Along with Sviatlana Tsikhanouskaya and Veronika Tsepkalo, Maria Kolesnikova has become a prominent voice of the opposition in Belarus. She is the only one of the three women still in the country.
A key coordinator of the banker and art patron Viktor Barbariko’s campaign to challenge Lukashenko’s 26-year presidency, Kolesnikova is one of three women who have become the most prominent voices of the opposition movement.
She was a regular presence at the ongoing protests in the capital, Minsk, after Lukashenko was declared the winner of the August 9 election, and always appeared to be in a good mood, laughing frequently.
A month after the election, Kolesnikova is the only of the three women still in Belarus.

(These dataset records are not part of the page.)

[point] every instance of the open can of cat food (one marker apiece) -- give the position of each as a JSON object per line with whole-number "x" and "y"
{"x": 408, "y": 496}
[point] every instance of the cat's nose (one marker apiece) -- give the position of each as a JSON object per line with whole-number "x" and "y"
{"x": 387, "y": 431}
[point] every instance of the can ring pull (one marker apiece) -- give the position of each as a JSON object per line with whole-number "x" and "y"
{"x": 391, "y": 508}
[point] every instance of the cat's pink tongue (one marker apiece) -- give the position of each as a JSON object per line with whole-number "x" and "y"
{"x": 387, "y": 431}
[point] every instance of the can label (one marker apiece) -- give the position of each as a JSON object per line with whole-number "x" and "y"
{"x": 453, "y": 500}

Information is trickling out about footage taken on Monday that showed Maria Kolesnikova and fellow Belarusian opposition activists Anton Rodnenkov and Ivan Kravtsov being forced into a minibus by masked men.
At a press conference in Kyiv on Tuesday, Rodnenkov and Kravtsov said they had all accepted an offer to be driven to Ukraine, but, at the border, Kolesnikova refused to cross and tore up her passport.

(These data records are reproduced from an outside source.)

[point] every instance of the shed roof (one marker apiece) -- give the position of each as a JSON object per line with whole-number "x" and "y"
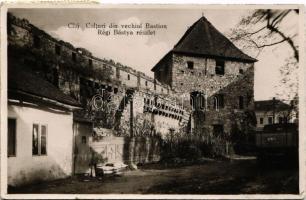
{"x": 22, "y": 81}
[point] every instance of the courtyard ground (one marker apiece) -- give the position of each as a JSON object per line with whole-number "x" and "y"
{"x": 210, "y": 177}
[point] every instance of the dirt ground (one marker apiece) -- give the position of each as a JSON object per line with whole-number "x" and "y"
{"x": 212, "y": 177}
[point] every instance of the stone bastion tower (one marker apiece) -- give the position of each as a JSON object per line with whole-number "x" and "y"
{"x": 217, "y": 77}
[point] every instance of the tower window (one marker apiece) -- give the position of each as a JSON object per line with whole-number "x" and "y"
{"x": 241, "y": 102}
{"x": 58, "y": 49}
{"x": 36, "y": 41}
{"x": 218, "y": 129}
{"x": 190, "y": 65}
{"x": 73, "y": 56}
{"x": 218, "y": 101}
{"x": 219, "y": 67}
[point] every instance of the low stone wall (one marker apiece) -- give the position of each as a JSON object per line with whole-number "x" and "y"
{"x": 141, "y": 150}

Former Culture Minister Pavel Latushko — who, like Kolesnikova and the Nobel literature laureate Svetlana Alexievich, is on the seven-member presidium of the opposition Coordination Council — confirmed that account on Tuesday.

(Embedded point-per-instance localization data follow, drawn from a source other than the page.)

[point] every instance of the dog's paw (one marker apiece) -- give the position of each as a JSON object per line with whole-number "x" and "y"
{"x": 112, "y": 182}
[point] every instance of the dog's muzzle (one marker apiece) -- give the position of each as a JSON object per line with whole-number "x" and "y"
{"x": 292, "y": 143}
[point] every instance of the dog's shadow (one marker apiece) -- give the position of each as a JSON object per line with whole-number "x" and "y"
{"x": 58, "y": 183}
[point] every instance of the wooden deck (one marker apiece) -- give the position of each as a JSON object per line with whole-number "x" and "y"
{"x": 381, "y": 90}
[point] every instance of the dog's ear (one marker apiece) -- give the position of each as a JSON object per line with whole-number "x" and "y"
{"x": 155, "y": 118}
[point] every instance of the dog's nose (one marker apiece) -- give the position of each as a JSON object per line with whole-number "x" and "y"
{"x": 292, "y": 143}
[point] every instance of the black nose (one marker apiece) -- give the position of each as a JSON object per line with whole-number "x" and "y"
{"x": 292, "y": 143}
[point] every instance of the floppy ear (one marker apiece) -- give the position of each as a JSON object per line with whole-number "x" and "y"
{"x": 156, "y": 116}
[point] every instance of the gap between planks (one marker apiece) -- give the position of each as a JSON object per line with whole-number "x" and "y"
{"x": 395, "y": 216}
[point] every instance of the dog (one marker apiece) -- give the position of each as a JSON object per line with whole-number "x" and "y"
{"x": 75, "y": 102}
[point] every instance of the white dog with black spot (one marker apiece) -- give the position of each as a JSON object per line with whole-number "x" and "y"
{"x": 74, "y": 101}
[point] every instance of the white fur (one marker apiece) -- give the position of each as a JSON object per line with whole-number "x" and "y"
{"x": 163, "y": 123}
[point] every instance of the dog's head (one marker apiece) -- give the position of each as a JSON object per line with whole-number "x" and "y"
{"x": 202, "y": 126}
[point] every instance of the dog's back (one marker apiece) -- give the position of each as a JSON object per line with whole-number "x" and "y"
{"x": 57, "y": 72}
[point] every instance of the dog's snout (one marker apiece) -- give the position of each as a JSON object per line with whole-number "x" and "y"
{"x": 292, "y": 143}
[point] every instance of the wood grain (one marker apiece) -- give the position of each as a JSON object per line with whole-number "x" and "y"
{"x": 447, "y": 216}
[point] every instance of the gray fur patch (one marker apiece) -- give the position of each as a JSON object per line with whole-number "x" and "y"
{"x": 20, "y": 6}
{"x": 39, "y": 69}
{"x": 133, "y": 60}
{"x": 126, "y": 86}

Belarusian President Alexander Lukashenko told Russian media that Kolesnikova had been arrested trying to cross the border.
The 38-year-old Kolesnikova recently told the Russian daily newspaper Kommersant that she finds the spotlight stressful. “It’s simply not for me,” she said. “It would be easier for us if we had a leader,” she added.
However, the opposition has decided against creating a concrete hierarchy so as to prevent targeted arrests.